Here are some of my rain pictures taken with various equipment including mobile phones. Click on any picture to enlarge it and then scroll through. If you look below the pictures you will see metadata with details of equipment.
Last year at Shrewsbury Festival, music teacher and musician Diana Buckle asked me if I would take a few shots of her mandolin workshop. The weather was absolutely foul, my duties as steward weren’t particularly onerous, so I agreed.

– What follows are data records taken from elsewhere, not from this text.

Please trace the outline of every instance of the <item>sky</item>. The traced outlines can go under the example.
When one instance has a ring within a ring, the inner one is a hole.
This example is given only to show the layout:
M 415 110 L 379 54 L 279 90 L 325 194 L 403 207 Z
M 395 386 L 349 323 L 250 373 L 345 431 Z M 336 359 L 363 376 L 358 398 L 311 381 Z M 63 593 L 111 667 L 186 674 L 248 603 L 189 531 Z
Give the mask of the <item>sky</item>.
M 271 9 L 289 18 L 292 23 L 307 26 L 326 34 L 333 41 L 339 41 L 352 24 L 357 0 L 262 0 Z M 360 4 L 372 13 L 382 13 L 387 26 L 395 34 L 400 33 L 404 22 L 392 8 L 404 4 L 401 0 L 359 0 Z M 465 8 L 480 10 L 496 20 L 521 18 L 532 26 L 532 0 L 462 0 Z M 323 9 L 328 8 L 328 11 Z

Having the consent of the facilitator means that no one complains about being photographed in my experience. I grabbed a few introductory shots of the weather and the empty tent before people arrived but most it of happens by instinct. Much of the storytelling happens in the editing. How do you decide which is the right shot? Not easy. Years ago I bought a book called ‘The Right Picture’ by a photographer Ken Heyman and John Durniak a picture editor. Its probably time I read it again but it has made editing easier over the years. Its still available new and used. I edited this down to 9 shots from around 50.
It was an interesting exercise. I was using a Panasonic Lumix G9 micro four thirds camera and an Olympus 17mm f1.2 lens. Both are weatherproof. I have used this outfit in heavy rain and snow for several hours without any problems.
The G9 is not my favourite camera I find it heavy and cumbersome. The shutter release is a real hair trigger job and not recessed to prevent accidental operation. If you leave it switched on whilst carrying it accidental operation is inevitable. I can’t fault the image quality, the extra pixels of the 20mp sensor are evident. I miss my old Lumix GH4R’s they were light and a delight to use but their 16 mp sensors were outdated.
The Olympus 17mm f1.2 is again a heavy piece of kit but indispensable in wet weather its f1.2 maximum aperture gathers lots of light in very dark conditions.
My preferred lens is an Olympus f1.8 which is minute in comparison but doesn’t have a built in raincoat. Combined with my GX9 body(also 20mp) they will fit into a large pocket. I shall be publishing a blog about the 17mm lenses I use soon.